Le cose dei morti non sono oggetti. Sono reliquie. E la domanda su cosa farne è una delle più cariche emotivamente in tutto il lutto.
Non c'è un calendario. Non "sei settimane". Non "tre mesi". La pressione culturale di "sistemare le cose" riflette il disagio degli altri per il vostro lutto, non una raccomandazione terapeutica.
La prima volta che aprite il loro armadio, l'odore vi colpisce. Il loro odore. E quell'odore fa qualcosa che nient'altro fa — bypassa il cervello e va dritto nel corpo.
Gli oggetti che vi spezzano non sono mai quelli che vi aspettate. La lista della spesa nella loro calligrafia. Il segnalibro a pagina 147 di un romanzo che non finiranno mai.

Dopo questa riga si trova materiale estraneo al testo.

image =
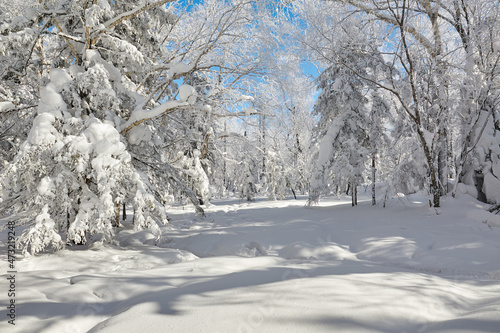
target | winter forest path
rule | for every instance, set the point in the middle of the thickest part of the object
(275, 266)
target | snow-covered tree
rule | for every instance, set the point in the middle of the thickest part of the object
(123, 86)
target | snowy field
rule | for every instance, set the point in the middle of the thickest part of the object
(276, 266)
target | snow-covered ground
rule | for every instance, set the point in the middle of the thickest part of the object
(276, 267)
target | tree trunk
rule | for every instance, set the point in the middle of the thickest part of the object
(117, 214)
(374, 202)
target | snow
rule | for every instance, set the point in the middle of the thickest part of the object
(139, 114)
(187, 93)
(6, 106)
(276, 266)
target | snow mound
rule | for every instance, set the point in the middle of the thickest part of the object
(483, 216)
(303, 251)
(394, 249)
(252, 249)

Quando siete pronti — se lo sarete mai — una scatola dei ricordi può aiutare. Un contenitore per ciò che conta di più. E se qualcuno vi dice che è tempo di "andare avanti", avete il mio permesso di dirgli che lo farete quando sarete pronti.
Se il riordino sembra insormontabile, un terapeuta del lutto può aiutarvi a sviluppare un piano che rispetti i vostri tempi.